ひょうきんな中畑であっても、そんなときはいつだって口元が歪んでしまう。
「午前中から力を出し切っているから脱力感が抜けない。そのまま午後も猛練習が待っているわけだから。『なんで、こんなことしてるの?』って、最初のほうは思ったね」
長嶋とのマンツーマンのノック、ひたすらボールを打ち続け、でこぼこ道を走る。1日7時間。そんな地獄を1日、また1日と生き抜くと、やがて習慣として根付いていく。
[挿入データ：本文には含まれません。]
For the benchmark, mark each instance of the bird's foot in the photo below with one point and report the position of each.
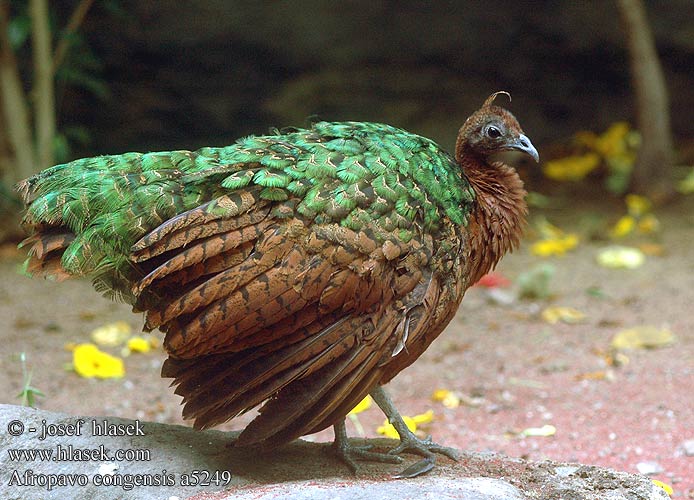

中畑が明らかな変化を感じたのは、キャンプ5日目あたりだったという。
体が軽い。過酷なメニューもこなせていると実感できる。消灯時間になると瞬時に深い眠りにいざなわれた。朝を迎えるまでの時間が感覚にしてほんの数秒だったとしても、それまでになかった心地よさを覚えるようになったと、中畑は拳を握る。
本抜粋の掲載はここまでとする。